A lesson from Primark on customer experience marketing

This article was updated on: 07.02.2022

It is no secret that the British high street is dying.

The ease of online shopping continues to trickle through to consumers, stimulating declines in footfall for brick and mortar stores.

There is, however, one shop which remains unscathed by this industry shift. After just opening the world’s largest retail store, Primark continues to thrive with a new megastore offering beauty salons, Disney cafes and even an instore barbers.

So, what does this have to do with digital marketing, you may ask.

The answer lies in the strategy Primark has adopted to stay competitive against online rivals. These rivals, including Boohoo, ASOS and Pretty Little Thing, do not operate with physical brick and mortar stores, giving them far fewer overhead costs than Primark. These online retailers can then offer lower prices to consumers, as well as perks like next-day-delivery and student discounts, which are not offered by Primark.

To combat this, Primark has invested heavily in an in-store approach to, basically, make entering their shops worth it.
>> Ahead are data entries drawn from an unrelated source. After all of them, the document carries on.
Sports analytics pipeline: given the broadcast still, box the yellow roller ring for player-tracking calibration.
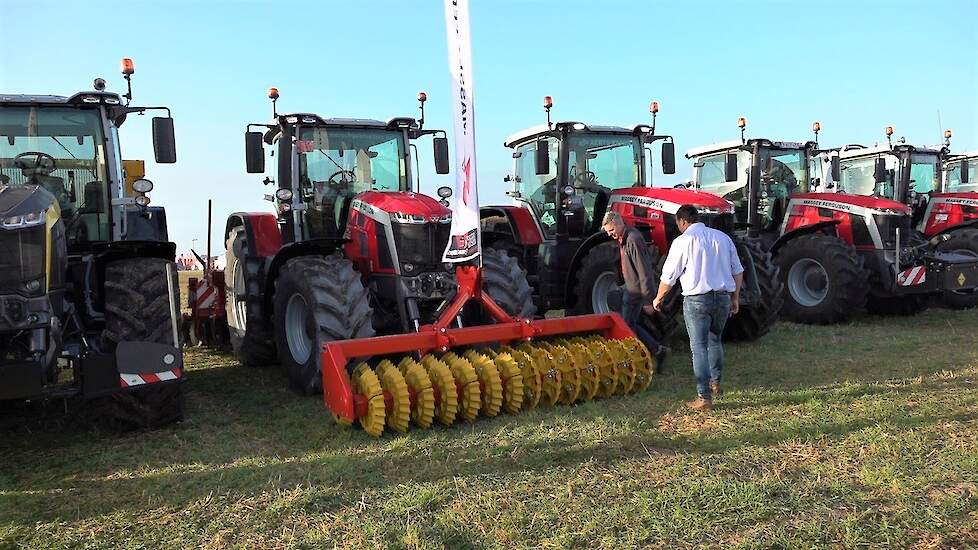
[421,355,458,426]
[353,363,386,437]
[497,346,543,409]
[397,357,435,428]
[441,352,482,422]
[518,344,563,407]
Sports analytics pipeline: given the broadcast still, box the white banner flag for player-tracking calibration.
[443,0,480,262]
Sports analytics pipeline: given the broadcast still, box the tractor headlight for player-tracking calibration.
[2,209,47,229]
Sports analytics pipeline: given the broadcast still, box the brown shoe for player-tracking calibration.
[686,395,713,411]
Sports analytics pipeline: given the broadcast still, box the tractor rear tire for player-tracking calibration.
[102,258,183,430]
[723,240,784,342]
[482,248,537,321]
[570,241,682,342]
[224,227,277,367]
[273,253,374,395]
[937,228,978,309]
[774,233,869,325]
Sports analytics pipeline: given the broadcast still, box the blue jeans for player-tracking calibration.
[683,292,730,399]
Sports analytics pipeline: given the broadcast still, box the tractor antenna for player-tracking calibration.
[268,86,278,118]
[649,101,659,136]
[543,95,554,130]
[418,91,428,129]
[119,57,136,107]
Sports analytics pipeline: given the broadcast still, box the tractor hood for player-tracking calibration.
[791,193,911,215]
[611,187,733,214]
[0,185,57,219]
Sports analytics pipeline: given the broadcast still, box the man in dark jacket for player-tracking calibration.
[602,212,668,370]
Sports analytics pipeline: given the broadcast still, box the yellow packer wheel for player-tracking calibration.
[463,349,503,417]
[353,363,386,437]
[517,344,564,407]
[622,338,654,393]
[493,353,524,414]
[497,346,543,409]
[539,342,581,405]
[374,359,411,433]
[607,340,635,395]
[421,355,458,426]
[397,357,435,428]
[441,352,482,422]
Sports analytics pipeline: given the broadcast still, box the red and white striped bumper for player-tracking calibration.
[119,369,183,388]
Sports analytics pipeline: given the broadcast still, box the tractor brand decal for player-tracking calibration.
[442,0,479,262]
[119,369,183,388]
[897,265,927,286]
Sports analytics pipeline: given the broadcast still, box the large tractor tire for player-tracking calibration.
[102,258,183,430]
[224,227,277,367]
[474,248,537,322]
[273,253,374,395]
[723,240,784,341]
[570,241,682,342]
[774,233,869,325]
[937,228,978,309]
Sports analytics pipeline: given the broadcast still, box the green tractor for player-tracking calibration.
[0,59,183,429]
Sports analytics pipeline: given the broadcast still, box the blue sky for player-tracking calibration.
[0,0,978,252]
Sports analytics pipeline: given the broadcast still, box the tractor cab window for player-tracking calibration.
[296,127,410,238]
[944,159,978,193]
[561,132,642,235]
[515,138,558,237]
[0,106,112,242]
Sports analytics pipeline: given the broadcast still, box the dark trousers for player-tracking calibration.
[621,299,659,354]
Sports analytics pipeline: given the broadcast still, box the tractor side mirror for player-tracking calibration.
[533,139,550,176]
[431,137,449,174]
[723,153,737,183]
[245,132,265,174]
[873,157,886,183]
[153,117,177,164]
[662,141,676,174]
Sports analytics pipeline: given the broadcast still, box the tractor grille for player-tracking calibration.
[392,223,452,272]
[0,224,45,292]
[873,214,913,247]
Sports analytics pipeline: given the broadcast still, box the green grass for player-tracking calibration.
[0,310,978,548]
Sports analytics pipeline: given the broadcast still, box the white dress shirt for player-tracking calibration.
[661,223,744,296]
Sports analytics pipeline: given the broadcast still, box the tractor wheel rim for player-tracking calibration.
[591,271,618,313]
[788,258,829,307]
[285,294,312,365]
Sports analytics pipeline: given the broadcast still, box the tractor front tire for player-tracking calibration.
[937,228,978,309]
[774,233,869,325]
[273,253,374,395]
[224,227,276,367]
[723,240,784,342]
[102,258,183,430]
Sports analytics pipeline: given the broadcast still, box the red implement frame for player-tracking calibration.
[320,266,635,421]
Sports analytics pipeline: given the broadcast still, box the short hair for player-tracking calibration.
[601,210,625,227]
[676,204,700,223]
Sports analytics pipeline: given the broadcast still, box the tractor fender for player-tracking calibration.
[771,220,841,256]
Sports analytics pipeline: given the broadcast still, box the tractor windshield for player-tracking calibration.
[0,106,111,241]
[944,158,978,193]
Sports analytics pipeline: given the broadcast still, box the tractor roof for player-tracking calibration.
[503,121,651,147]
[686,138,815,159]
[0,91,121,105]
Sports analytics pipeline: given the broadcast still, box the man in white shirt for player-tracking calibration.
[652,204,744,411]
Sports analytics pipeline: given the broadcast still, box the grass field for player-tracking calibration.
[0,310,978,548]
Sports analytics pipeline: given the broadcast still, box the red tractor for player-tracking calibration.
[482,96,781,340]
[687,118,978,324]
[219,89,651,435]
[824,126,978,309]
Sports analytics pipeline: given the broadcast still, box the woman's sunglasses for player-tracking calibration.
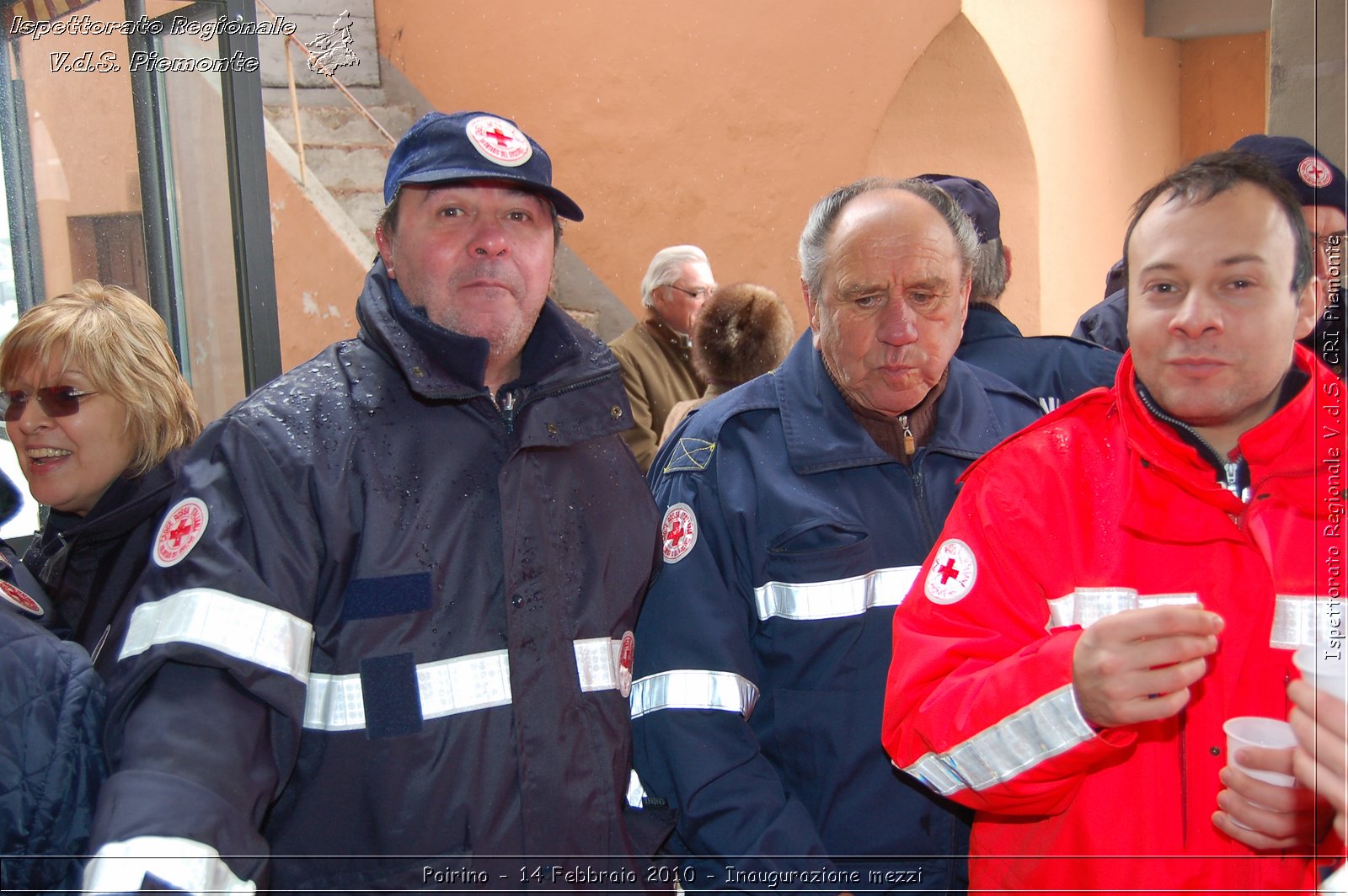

This strategy centres around customer experience marketing, offering a tangible asset which competitors are unable to mimic.

But, why is customer experience marketing relevant to the digital world?

A customer experience definition…

According to Meyer and Schwager (2007), customer experience is the internal and subjective response by customers to any direct/indirect contact with a company.

Customer experience is, therefore, the combined interactions a customer has with a brand. This can be through social media, in-store, on the website, watching advertisements, etc. The basic concept involves the ‘impression’ which consumers gain from contact with the brand. This impression is stored by users in their long term memory, making it a pretty important factor for all firms to influence positively.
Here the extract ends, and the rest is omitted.